A Unified Charge-Dependent Modulation Model for AMS-02 Proton and Antiproton Fluxes during Solar Minimum

TL;DR

This paper presents a comprehensive charge-dependent solar modulation model for cosmic ray protons and antiprotons during solar minimum, integrating drift effects and using neural networks for efficient parameter fitting.

Contribution

It introduces a unified, charge-dependent modulation model that self-consistently includes drift effects and employs neural networks for rapid parameter estimation.

Findings

Model accurately fits AMS-02 proton and antiproton flux data.

Provides a physically consistent description of charge-dependent solar modulation.

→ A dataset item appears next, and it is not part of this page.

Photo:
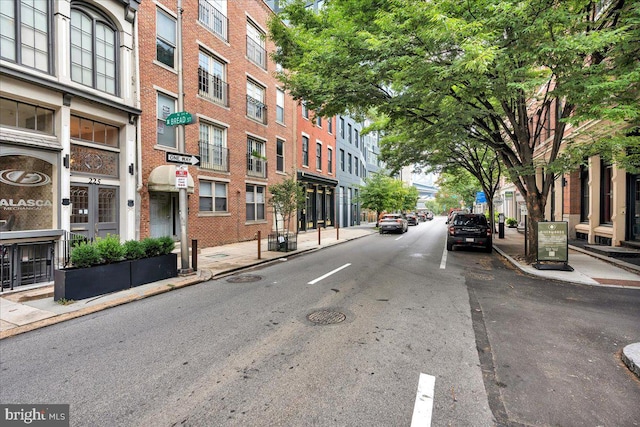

Demonstrates the effectiveness of neural networks in cosmic ray propagation modeling.

Abstract

We develop a unified charge-dependent solar modulation model by solving the three-dimensional Parker transport equation, incorporating a realistic wavy heliospheric current sheet to treat drift effects self-consistently. Using a local interstellar spectrum from GALPROP constrained by Voyager data, we fit the model to time-resolved proton and antiproton fluxes measured by the Alpha Magnetic Spectrometer - 02 (AMS-02) during the solar-quiet period (May 2011 to June 2022). To enable rapid parameter scans, we employ neural-network-based surrogate models to compute propagation and modulation matrices efficiently. The results demonstrate that the model simultaneously describes the observed proton and antiproton fluxes with physically reasonable parameters, providing a unified account of charge-dependent modulation.